Ms Aung San Suu Kyi told reporters at her lakeside compound yesterday that at least 216 activists from her main opposition National League for Democracy (NLD) had been detained since Monday.
She said that 195 of those arrested were NLD candidates who won seats in the 1990 elections and had been scheduled to attend a meeting tomorrow to mark the sixth anniversary of the polls.
Asked if the detentions would stop the meeting, Ms Suu Kyi said: "We intend to go ahead." She had however heard reports that the road outside her home could be barricaded by the authorities. None of the members of the NLD central committee had been picked up in the wave of detentions, she said, but all, including herself, were prepared for that possibility.
The NLD's determination to hold the meeting is being seen by analysts as a bold move to assert its political right to rule and force the junta into contact with an opposition it has been trying to keep sidelined.
. The convening of this meeting is a message by the NLD that there was an election in 1990 and that there are people who represent the people - not the SLORC the State Law and Order Restoration Council," said one Rangoon based analyst.
The SLORC, as the junta is officially known, refused to honour the results of the 1990 polls in which 392 out of 485 seats were won by the NLD.
Ms Suu Kyi's decision to bring together elected NLD candidates has put the junta in a quandary from which the only options of escape are dialogue or a crackdown on the opposition, the analyst said.
Deputy head of intelligence Colonel Kyaw Win said yesterday the detentions were a "preemptive measure" to prevent an escalation which would force the authorities to take drastic action.
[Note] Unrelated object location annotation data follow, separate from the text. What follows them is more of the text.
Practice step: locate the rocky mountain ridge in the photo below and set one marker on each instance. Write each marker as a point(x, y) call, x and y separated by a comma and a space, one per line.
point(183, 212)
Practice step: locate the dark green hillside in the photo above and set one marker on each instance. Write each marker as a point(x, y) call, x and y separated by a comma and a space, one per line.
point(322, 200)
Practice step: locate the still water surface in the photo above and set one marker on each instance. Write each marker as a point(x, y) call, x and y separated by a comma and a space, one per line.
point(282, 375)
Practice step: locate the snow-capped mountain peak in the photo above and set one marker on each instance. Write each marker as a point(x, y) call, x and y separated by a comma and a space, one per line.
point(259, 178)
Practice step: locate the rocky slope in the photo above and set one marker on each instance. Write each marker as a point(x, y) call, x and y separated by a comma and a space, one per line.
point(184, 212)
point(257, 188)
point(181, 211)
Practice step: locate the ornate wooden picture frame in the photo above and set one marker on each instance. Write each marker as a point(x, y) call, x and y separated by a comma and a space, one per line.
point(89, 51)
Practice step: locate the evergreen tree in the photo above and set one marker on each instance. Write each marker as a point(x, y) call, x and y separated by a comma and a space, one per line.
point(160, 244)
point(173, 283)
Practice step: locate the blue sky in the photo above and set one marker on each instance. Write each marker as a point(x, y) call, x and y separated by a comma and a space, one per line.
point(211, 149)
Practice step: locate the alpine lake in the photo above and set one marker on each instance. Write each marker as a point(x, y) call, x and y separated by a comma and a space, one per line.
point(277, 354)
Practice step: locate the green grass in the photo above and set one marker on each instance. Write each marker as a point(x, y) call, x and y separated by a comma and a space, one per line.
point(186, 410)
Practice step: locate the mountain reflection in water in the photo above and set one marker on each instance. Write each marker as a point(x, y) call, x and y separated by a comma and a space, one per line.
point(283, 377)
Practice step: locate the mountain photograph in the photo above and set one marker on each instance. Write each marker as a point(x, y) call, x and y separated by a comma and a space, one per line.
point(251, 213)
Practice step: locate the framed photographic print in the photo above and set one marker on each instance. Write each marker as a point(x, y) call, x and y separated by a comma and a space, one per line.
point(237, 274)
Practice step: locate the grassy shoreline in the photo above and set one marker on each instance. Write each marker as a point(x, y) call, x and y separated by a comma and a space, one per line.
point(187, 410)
This weekend's meeting, however, is a calculated manoeuvre to strip the convention of any credibility it has in the eyes of the international community and raise the NLD's profile, one diplomat said.
In this case, elected officials will be coming to discuss the setup of a new constitution, after which no one will give any importance to the efforts being made at the National Convention," the diplomat said.
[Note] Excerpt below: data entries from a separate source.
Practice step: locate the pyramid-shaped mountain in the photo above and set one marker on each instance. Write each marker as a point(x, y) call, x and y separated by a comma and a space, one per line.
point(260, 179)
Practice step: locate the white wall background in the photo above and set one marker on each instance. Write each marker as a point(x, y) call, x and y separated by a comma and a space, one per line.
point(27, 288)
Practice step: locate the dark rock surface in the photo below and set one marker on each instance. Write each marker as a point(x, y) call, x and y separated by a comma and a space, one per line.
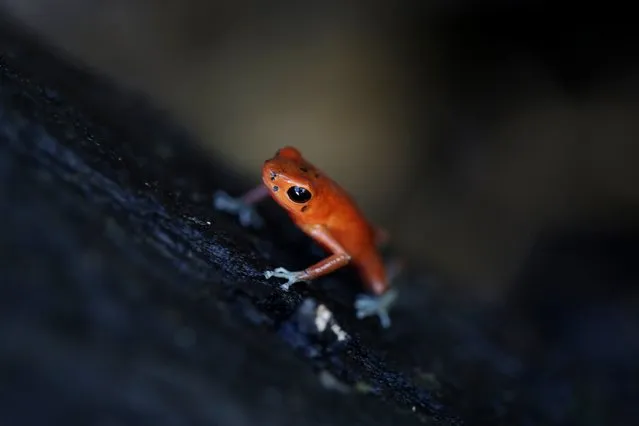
point(126, 299)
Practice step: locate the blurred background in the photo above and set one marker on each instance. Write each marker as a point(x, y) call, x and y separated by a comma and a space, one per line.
point(467, 130)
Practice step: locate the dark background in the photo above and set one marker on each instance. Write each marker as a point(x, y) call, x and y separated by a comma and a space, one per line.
point(496, 141)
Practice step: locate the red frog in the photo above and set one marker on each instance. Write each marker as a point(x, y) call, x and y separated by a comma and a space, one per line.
point(326, 213)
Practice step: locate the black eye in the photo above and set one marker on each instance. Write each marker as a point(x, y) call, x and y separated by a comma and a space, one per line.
point(297, 194)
Many observers here see international public opinion as a key factor in the NLD's long term plans.
Aung San Suu Kyi's main constituency is international public opinion, mainly in the United States and with the international press," another diplomat said, Her strategy is to make the SLORC look ugly."
The wave of detentions has clearly had that effect overseas, drawing condemnation from Australia, Britain, Japan and the United States, as well as more cautious criticism from some Asian countries.